What does one do when their favorite social media application is at risk of being banned due to apprehensions surrounding its affiliations to the People’s Republic of China? Download the most Chinese social media platform available on the App Store, of course! So went the stories of the over three million ‘TikTok Refugees’, who joined the popular Chinese social media application Xiaohongshu, known as RedNote in English-speaking markets. Many joined RedNote as an act of protest against the United States government’s decision to ban TikTok, citing its information-gathering practices as a threat to national security.
Xiaohongshu, founded by Charlwin Mao and Miranda Qu Fang in 2013, served primarily as a space where young Chinese women could discuss life and share beauty tips. The application found major success in the domestic Chinese market, garnering hundreds of millions of Chinese users in just over a decade. Until 2025, however, Xiaohongshu found limited success in the global social media market, failing to compete with behemoths such as Instagram and TikTok. Following the United States’ ban on TikTok, however, RedNote managed to find foreign success in both the United States and in India. Millions of American and Indian users joined the application, protesting against their respective nations’ legislation on TikTok.
For some of these new users, the strict censorship encountered on the platform came as a shock. Compared to most major North American social media platforms, RedNote has quite strict and extensive terms of service. Mirroring China’s own strict censorship of material, RedNote prohibits content deemed to damage the national dignity, honor, or interests of the People’s Republic of China.
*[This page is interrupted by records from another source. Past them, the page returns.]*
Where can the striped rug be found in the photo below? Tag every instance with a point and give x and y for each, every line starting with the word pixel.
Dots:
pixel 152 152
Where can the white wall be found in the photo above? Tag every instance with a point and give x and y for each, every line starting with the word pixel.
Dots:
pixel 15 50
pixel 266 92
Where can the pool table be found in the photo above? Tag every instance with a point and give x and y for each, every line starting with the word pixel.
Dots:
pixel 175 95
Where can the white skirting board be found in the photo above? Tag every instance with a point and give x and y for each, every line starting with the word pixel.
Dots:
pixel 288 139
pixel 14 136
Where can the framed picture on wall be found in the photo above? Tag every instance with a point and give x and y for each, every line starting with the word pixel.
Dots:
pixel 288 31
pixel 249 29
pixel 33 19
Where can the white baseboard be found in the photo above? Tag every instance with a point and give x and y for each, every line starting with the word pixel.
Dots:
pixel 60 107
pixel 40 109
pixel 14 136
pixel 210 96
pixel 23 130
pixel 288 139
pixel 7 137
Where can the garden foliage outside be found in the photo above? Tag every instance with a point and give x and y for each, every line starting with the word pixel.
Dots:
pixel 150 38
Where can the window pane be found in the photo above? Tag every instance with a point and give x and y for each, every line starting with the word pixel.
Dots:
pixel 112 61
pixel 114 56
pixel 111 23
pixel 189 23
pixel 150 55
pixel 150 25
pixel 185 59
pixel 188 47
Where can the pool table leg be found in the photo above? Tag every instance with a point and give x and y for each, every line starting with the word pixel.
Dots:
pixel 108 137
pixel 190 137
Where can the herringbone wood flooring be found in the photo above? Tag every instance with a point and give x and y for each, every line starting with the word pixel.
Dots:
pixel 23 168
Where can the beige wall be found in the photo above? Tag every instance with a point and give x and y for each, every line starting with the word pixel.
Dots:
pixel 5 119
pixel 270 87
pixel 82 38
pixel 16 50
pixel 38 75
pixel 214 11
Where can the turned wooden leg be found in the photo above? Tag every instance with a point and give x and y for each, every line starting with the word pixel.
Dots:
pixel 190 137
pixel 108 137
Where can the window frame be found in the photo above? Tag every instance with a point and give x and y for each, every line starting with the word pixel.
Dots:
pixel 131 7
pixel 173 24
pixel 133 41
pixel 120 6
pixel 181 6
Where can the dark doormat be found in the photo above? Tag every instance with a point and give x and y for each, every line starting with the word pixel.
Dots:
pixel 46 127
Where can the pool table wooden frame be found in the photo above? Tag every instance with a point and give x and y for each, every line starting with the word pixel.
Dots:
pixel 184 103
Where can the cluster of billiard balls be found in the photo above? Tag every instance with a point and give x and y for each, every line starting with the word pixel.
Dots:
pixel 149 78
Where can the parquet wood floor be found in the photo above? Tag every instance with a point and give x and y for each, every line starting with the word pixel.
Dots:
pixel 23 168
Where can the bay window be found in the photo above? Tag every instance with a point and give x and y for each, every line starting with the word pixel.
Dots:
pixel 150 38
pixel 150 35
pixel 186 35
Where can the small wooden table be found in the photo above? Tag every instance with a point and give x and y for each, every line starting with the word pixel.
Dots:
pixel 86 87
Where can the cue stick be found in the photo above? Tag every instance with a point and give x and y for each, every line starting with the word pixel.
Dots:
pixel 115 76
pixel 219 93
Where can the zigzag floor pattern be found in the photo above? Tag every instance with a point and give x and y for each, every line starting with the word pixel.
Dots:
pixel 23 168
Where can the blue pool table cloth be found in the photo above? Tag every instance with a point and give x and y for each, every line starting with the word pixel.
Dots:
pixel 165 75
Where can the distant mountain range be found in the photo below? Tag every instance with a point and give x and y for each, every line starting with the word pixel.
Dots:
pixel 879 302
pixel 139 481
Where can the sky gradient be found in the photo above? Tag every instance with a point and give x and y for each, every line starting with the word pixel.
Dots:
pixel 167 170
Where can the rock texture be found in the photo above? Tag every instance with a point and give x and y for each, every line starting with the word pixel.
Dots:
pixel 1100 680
Some other regulations result from the vast disparity between American culture and Chinese culture. Posts that feature religious extremity, spread ethnic or race-based hate, or that show too much skin, all violate the terms and services of the platform. Furthermore, some LGBTQ+ users report censorship of their posts on the platform. Especially when compared with Elon Musk’s X, RedNote’s censorship is jarring to many American users accustomed to the almost unregulated chaos one encounters on their feeds there.
The CORE Butte High School community seems relatively unbothered by this shift in the global social media landscape, with those interested in social media opting for the more traditional applications such as Instagram and X over the blazing newcomer RedNote. Many students remain absolutely nonplussed by RedNote, with Elijah Ordaz just seeing it as another short-form content platform and not caring about the security concerns that it might pose, “I already feel like my data is with whoever, so I don’t really care.” However, RedNote has existed in the American market for a little over a month, meaning that the true effects of the application on the CORE community are yet to be seen.